Dane> I try to keep the format or platform considered from the start. When it comes to square, wide or portrait format it's always a bit of a compromise to create compositions that work for each of them, and often we'll create bespoke shots for the different ratios to resolve this, but it needs to be thought about from the start. I think with every new platform, there are challenges to adhere to, but I feel the best way is to embrace what they offer. For example VR has been an emerging platform the last few years and whenever we do a project that uses it, we try to learn what it's benefits are and why we're using it.
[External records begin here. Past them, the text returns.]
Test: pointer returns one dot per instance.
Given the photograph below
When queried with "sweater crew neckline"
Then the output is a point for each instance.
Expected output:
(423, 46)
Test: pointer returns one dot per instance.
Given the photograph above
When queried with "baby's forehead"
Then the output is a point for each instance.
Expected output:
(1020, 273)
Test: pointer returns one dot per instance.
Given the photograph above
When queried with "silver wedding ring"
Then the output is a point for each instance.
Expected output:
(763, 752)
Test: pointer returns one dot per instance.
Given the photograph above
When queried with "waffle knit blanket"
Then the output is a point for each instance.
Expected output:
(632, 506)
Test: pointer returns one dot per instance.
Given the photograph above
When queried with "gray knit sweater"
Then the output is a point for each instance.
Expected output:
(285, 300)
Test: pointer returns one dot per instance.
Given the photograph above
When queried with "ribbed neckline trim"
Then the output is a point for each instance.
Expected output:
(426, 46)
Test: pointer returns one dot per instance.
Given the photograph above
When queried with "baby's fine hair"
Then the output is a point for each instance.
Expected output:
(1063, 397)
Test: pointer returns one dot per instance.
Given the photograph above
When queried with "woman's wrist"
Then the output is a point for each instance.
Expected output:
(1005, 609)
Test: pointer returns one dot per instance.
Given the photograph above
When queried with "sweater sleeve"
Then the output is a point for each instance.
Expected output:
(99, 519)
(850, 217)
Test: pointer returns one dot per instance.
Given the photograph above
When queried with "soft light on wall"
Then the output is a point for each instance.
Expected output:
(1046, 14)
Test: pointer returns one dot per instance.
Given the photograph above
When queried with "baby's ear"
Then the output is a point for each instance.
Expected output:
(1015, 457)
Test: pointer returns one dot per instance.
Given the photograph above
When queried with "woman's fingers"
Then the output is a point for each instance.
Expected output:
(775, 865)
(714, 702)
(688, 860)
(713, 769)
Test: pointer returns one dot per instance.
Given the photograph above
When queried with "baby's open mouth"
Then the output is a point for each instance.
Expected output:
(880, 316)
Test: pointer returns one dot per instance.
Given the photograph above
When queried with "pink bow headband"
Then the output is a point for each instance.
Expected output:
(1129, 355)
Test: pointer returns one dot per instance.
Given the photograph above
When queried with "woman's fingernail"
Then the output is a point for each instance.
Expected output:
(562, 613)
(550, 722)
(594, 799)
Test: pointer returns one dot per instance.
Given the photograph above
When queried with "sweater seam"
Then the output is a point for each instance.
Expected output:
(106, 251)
Those questions can be hard to answer, especially if the client doesn't have a solid reason beyond promotional value, so we try to find ways to answer that for ourselves and look for ideas that can only be achieved with it.

LBB> What’s your relationship with new technology and, if at all, how do you incorporate future-facing tech into your work (e.g. virtual production, interactive storytelling, AI/data-driven visuals etc)?

Dane> I've always been into computer animation, and had a strong understanding that computers don't do the work, but they can enable you to create things you couldn't any other way, so I love technology and discovering new tools and techniques. I've certainly dabbled with VR, interactive storytelling, and procedural workflows, but my main passion is still film; the flat frame in front of you that tells you everything you need to know. Within that though, I'm always looking for new tools and technology to help me craft images and tell stories and I get very inspired when I see something I've not tried before. I do a lot of experimenting in my spare time, exploring different styles and techniques, which I post up on my instagram account, and that's been a fun space to try things that I may use for a pitch or a bigger project in future.

LBB> Which pieces of work do you feel really show off what you do best – and why?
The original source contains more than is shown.